Kim Cater will be speaking at our Pinnacle nursing conference on 28 November, please ensure you register your attendance.
This year, 2020 is the Year of the Nurse and the Midwife. This story was produced by Wintec as part of a series where nurses and midwives who have graduated from or worked with Wintec tell their stories.
When Kim Carter graduated from Wintec in 1989, prospects for nurses in New Zealand were dire due to a national hiring freeze and nursing strikes taking place around the country.
This contrasted with a global nursing shortage around the world.
“After graduating, I applied to almost every hospital and rest home in New Zealand but couldn’t get work – along with most of my classmates. Then I saw an advertisement in the Waikato Times offering graduate nursing positions in a Sydney Hospital. I applied and was soon on my way to Sydney with 70 other Kiwi nurses.”
The nurses became part of a graduate nursing programme where they completed two six-month placements, spent one day a week undertaking professional development and clinical learning whilst also receiving valuable supervision and mentoring.
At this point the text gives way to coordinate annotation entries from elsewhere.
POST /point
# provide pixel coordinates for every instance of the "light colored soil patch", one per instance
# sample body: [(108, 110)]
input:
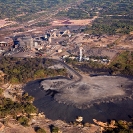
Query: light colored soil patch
[(72, 22)]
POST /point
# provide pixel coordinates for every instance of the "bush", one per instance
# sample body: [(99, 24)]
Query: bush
[(23, 120), (55, 130), (40, 130)]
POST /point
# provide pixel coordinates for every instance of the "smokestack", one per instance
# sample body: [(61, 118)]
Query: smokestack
[(80, 53)]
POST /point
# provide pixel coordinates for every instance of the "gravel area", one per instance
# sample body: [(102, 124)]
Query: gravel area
[(90, 90)]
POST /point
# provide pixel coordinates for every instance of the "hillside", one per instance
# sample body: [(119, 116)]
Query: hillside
[(17, 8)]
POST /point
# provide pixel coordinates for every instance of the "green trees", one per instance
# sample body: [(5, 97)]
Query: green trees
[(123, 64)]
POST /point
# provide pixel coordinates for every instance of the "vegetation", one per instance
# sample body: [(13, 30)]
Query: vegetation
[(74, 14), (23, 120), (114, 16), (55, 129), (21, 70), (13, 9), (123, 64), (13, 108), (122, 127), (40, 130)]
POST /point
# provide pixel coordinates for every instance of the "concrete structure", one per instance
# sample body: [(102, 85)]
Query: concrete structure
[(80, 53)]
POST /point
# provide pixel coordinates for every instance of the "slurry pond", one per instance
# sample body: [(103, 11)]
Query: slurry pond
[(100, 97)]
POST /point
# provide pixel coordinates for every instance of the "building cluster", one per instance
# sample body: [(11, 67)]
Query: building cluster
[(23, 43)]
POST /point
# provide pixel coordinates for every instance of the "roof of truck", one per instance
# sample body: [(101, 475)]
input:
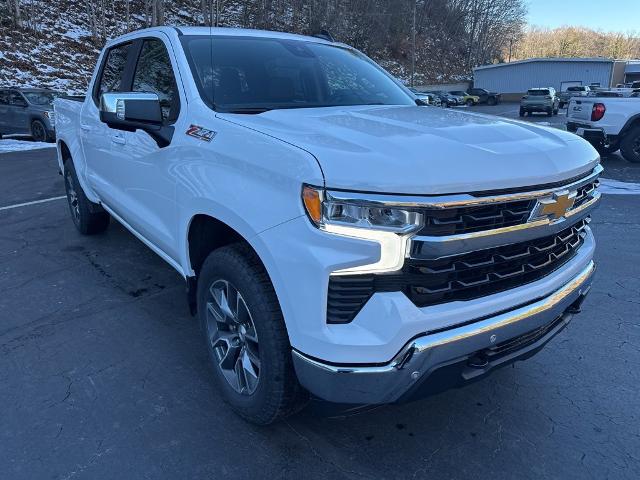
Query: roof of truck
[(224, 32)]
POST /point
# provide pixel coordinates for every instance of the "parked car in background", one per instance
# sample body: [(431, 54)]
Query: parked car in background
[(570, 92), (539, 100), (427, 97), (467, 99), (28, 111), (609, 124), (485, 96)]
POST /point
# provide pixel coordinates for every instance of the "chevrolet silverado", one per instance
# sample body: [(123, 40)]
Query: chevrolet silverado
[(335, 239)]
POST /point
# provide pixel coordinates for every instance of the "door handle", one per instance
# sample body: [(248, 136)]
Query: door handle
[(118, 139)]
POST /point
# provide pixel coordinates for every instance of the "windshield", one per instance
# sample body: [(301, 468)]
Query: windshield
[(251, 75), (40, 98), (538, 92)]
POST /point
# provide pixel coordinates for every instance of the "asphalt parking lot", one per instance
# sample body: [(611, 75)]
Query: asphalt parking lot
[(103, 373)]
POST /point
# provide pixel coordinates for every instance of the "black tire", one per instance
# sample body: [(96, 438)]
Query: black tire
[(39, 131), (630, 145), (88, 217), (274, 392)]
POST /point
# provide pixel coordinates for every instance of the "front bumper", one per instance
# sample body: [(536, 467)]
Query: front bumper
[(451, 357)]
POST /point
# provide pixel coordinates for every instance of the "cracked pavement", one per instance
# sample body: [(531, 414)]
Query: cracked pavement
[(103, 373)]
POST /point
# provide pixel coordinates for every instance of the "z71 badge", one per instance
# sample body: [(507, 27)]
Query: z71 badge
[(200, 133)]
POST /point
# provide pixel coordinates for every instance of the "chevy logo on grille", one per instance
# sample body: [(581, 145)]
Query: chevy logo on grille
[(555, 206)]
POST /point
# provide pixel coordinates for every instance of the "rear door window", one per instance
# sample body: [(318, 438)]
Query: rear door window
[(154, 74), (113, 69), (16, 99)]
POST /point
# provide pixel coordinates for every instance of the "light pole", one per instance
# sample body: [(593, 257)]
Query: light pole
[(413, 42)]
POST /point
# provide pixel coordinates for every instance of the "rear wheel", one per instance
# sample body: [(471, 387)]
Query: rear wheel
[(88, 217), (246, 336), (630, 145)]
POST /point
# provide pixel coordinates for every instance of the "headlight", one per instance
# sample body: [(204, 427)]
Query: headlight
[(391, 227), (325, 211)]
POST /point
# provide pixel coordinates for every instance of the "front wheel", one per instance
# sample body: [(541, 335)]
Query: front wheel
[(246, 337), (630, 145)]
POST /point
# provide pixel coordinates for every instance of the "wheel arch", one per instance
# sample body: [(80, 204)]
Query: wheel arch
[(205, 233)]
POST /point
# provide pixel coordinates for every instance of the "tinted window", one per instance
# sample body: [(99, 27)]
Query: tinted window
[(154, 74), (247, 73), (16, 99), (113, 69), (41, 98)]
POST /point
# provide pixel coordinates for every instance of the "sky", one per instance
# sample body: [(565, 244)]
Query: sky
[(618, 15)]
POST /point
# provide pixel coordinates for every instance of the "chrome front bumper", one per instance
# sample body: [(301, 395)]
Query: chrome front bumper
[(463, 353)]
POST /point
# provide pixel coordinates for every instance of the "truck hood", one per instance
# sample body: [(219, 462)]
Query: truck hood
[(425, 150)]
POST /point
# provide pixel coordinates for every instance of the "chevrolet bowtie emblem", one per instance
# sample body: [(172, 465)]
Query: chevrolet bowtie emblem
[(557, 206)]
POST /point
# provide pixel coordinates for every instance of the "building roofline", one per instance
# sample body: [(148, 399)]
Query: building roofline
[(548, 59)]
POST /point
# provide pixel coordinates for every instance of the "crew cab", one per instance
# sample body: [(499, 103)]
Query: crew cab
[(335, 239), (609, 124)]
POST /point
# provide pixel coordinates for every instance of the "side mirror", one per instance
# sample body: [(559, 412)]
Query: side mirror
[(131, 111)]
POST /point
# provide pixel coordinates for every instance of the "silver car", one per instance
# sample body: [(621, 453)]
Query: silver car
[(539, 100), (28, 111)]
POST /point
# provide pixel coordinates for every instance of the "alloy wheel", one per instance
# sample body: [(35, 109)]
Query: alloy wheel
[(232, 337), (72, 197)]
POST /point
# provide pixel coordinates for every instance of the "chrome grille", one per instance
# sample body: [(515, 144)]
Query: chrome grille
[(452, 221), (476, 218), (459, 277)]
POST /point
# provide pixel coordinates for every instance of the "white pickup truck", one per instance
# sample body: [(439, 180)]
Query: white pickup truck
[(335, 238), (609, 124)]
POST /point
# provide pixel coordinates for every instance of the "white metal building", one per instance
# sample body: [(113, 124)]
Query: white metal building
[(517, 77)]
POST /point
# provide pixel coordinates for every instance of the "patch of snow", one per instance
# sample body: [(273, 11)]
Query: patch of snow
[(76, 33), (13, 145), (616, 187)]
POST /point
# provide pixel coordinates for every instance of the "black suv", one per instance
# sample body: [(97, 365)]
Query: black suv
[(490, 98)]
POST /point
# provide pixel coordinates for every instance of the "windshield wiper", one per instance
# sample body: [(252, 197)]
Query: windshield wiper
[(248, 110)]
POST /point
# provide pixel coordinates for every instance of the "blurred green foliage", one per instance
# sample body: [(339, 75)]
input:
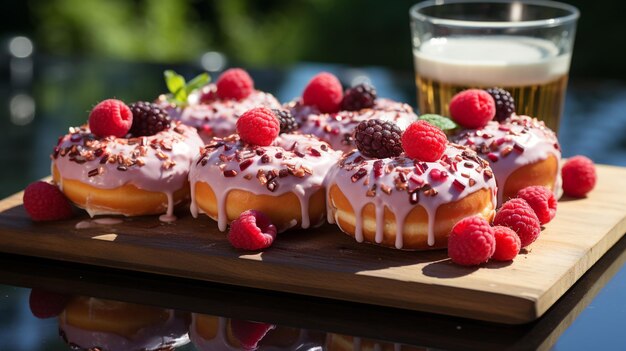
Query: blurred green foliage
[(271, 32)]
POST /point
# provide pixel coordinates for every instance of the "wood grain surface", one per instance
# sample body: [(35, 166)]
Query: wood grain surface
[(326, 263)]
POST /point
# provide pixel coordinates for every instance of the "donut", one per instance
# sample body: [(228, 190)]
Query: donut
[(126, 176), (284, 180), (216, 117), (89, 323), (406, 204), (336, 128), (208, 333), (339, 342), (522, 152)]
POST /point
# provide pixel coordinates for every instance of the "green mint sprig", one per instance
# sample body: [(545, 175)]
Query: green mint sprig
[(180, 89), (443, 123)]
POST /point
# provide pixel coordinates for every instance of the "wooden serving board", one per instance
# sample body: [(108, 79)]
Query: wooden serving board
[(326, 263)]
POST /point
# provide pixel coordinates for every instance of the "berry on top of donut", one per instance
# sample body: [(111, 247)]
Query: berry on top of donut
[(323, 91), (424, 142), (378, 139), (148, 119), (472, 108), (110, 118), (258, 126), (234, 84), (359, 97)]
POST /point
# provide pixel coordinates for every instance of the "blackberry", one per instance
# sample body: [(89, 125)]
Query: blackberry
[(378, 139), (505, 105), (148, 119), (287, 121), (358, 97)]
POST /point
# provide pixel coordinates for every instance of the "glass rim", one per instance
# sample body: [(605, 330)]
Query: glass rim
[(573, 15)]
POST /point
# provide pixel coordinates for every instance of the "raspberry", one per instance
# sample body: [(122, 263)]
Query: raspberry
[(505, 104), (258, 126), (423, 141), (249, 333), (252, 231), (378, 139), (234, 84), (579, 176), (508, 243), (472, 108), (45, 202), (287, 121), (323, 91), (359, 97), (46, 304), (148, 119), (519, 216), (471, 241), (541, 200), (110, 117)]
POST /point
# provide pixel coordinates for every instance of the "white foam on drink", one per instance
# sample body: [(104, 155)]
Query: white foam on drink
[(491, 60)]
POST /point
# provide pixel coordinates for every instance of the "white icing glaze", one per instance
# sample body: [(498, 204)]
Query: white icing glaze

“When I look back, I was extraordinarily lucky. At the time, there was nothing like it in New Zealand and it really was an excellent start to my nursing career.”
She spent two years in Sydney before her next move. With the global nursing shortage still occurring, American hospitals were recruiting Australian and New Zealand nurses at an expo that Carter attended.
“On the spot I was offered a nursing job in Hawaii and I flew there with a plane full of nurses where we were hosted for a week while we studied up on American nursing. We were then flown to San Francisco to sit exams and back to Australia to wait for our exam results.”
She passed the exam and eight weeks later was back on a plane to Hawaii.
“It really was an incredible opportunity. It paid well, and we could choose what speciality to nurse in and choose our own shifts. We were each given our own fully furnished one-bedroom apartment and were transported to and from work.”
She spent two years nursing in Hawaii and before transferring elsewhere in the United States to work another five years. After nine years working overseas, she returned home to New Zealand to spend time with her sick grandmother and a nursing position at Waikato Hospital, working in the surgical ward before successfully applying for a charge nurse role.
Not one to shy away from an opportunity, Carter went on to become Clinical Nurse Director at Middlemore and then moved south to be Director of Nursing at South Canterbury DHB.
“I enjoyed both those roles, but I missed hands-on nursing so took a summer off to decide what to do next. A friend recommended I try working in a GP practice as that was an area I’d never worked in so I gave it a go and before morning tea on my first day I had fallen in love with nursing in general practice.”
For five years, she worked part-time in the GP practice in Geraldine, covering shifts and doing some consulting work on the side.
“I realised that there was no reason I couldn’t own and run a GP practice myself. I fundamentally believe it takes both doctors and nurses working together to achieve the best possible care for patients so I approached a GP I had a great relationship with, and we bought a rural GP practice in Temuka.”
Wood Street Surgery opened in Temuka in September 2010 and by the end of its first year had enrolled 800 additional patients.
“We had lots of patients follow us from the Geraldine practice and I thought everyone was following Kirsty – the GP and my business partner. It was such a revelation when a patient first told me that they had moved to Wood Street because of me. For the first time, I felt like I was doing something truly meaningful.”
Looking after patients’ health needs is a strong motivation for Carter, who sees patients four days a week. As co-owner and co-director, she also manages staff, financial and HR matters to ensure the business runs smoothly.
“It wasn’t always easy. When we opened, I didn’t know any other nurses who owned GP practices, so I didn’t have anyone in the same position to talk to.”
“In my career I’ve put my hands up for things even if I wasn’t completely ready. I always trusted my nursing skill set to make it work. I’ve applied for many jobs that I didn’t get. You can’t let yourself get knocked down and you don’t know what opportunities will arise through putting yourself out there. As a nurse you shouldn’t be afraid to change what you specialise in and try new things.”